Totally Enormous Extinct Dinosaurs thrills at the Electric Owl
At the Electric Owl on Saturday, August 4
Anyone who chooses to wear a fuzzy animal suit in the summertime is signing up for a weird psychological paradox. Whether you’re Mickey Mouse or the San Diego Chicken, it must be hard to reconcile what the job calls for—namely, bringing joy to young people—with the discomfort and inherent shame of life inside a stifling plush outfit. Just ask Orlando Higginbottom, who spent last Saturday night dressed up like a dinosaur and thrilling a few hundred barely legal Vancouverites, all the while looking like the most miserable guy in the room.
Higginbottom, who records as Totally Enormous Extinct Dinosaurs, seems to revel in contradiction. There’s the friction between his colourful outfits (candy-coloured dinosaur suits for concerts, elaborate headdresses for photo shoots) and his otherwise grim English demeanour, and the conflict between his sad-sack lonely-boy lyrics and the pumping electronic beats they’re set against. No matter how dissonant it might appear on paper, the Oxford native’s approach has succeeded terrifically, both in his home country (where his songs air regularly on BBC Radio 1) and in North America (where he’s being counted on to put a face on the largely anonymous EDM boom).
There were seats aplenty to be had at the Electric Owl last Saturday evening, but only because everyone was on the dance floor, partaking in the sensual thrills of being unburdened by life and nouveau hip. With confetti cannons exploding periodically above them, the mostly college-aged revellers sweated away while TEED tended to a tableful of gear and served up his sweetly melancholic bangers.
The singer-producer’s show seemed mostly prerecorded, as he cued up tracks on his laptop and then embellished them with the occasional keyboard part or drum-machine workout. Sporting an aqua jumpsuit with flared ridges crowning his head, the 26-year-old paced the stage joylessly with a microphone in hand, a scientist tending to his laboratory tools as if no one was watching him.
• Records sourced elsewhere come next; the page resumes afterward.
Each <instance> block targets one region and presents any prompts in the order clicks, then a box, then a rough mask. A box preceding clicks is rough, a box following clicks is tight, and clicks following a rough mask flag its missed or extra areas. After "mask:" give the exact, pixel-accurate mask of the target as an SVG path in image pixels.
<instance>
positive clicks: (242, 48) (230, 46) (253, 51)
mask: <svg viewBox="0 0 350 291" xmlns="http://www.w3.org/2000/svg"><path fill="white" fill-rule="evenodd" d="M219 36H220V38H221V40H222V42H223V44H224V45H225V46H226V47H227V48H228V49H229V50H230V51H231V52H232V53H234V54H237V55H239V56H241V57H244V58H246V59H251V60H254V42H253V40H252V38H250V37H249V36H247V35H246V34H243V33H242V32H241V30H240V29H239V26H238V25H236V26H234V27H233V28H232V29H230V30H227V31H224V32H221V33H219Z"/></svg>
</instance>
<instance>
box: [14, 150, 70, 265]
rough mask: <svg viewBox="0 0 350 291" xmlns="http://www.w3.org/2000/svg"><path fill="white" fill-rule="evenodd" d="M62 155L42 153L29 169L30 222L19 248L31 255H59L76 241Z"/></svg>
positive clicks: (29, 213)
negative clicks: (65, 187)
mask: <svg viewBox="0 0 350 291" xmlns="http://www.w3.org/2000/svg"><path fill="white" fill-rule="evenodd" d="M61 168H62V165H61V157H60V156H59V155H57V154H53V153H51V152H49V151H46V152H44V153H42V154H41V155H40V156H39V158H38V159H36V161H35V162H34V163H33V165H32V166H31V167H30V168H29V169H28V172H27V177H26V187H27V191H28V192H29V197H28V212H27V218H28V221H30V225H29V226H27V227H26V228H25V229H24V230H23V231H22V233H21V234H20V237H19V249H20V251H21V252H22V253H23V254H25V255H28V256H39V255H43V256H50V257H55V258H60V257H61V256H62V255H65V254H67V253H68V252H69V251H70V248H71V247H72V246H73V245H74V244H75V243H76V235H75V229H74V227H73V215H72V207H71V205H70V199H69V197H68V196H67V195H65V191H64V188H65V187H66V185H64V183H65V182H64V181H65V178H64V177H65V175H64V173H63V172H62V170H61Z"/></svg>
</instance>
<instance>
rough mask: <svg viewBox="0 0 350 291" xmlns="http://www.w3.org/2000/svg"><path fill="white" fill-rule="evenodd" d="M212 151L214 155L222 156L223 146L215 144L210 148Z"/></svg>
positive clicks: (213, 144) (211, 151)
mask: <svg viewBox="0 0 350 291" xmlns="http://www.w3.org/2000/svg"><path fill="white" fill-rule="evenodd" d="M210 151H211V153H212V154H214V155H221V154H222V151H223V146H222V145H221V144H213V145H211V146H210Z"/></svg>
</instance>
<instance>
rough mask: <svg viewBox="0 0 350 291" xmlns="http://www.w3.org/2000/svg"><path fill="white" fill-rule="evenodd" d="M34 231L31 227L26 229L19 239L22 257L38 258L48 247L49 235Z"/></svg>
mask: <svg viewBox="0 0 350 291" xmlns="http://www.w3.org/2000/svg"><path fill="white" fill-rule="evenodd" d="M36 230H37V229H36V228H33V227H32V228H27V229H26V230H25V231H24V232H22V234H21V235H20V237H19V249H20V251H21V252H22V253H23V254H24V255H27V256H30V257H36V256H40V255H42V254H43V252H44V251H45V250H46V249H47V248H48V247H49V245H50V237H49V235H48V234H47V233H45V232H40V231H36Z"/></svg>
Two songs in, three energetic ladies jumped on-stage to shake their own tail feathers, but young Mr. Bean cut them off curtly, shutting down the music and instructing them, in a stern singsong voice, to get off his stage. While he could use a few lessons in how to charm groupies, this son of an Oxford University music professor could give a master class in the synthesis of EDM and pop, hits like “Household Goods” and “Trouble” offering proof that it’s possible to make computer music to tuneful and genuinely emotional effect.
In recorded form, TEED’s songs variously recall the Junior Boys’ falsetto-spiked electro (“Tapes & Money”) and the Postal Service’s mopey digital folk (“Fair”), but on-stage Higginbottom invoked the maximal pleasures of ’90s Underworld, his reedy voice riding a colossal swell of beats that bounded restlessly from jacking house to uprocking electro to full-on drum ’n’ bass. For just over an hour, the Englishman presided over a torrid dance-music history lesson and the place went berserk. All the while, his boyish face poked glumly through the top of his costume, betraying the particular sadness that only mascots and clowns can understand.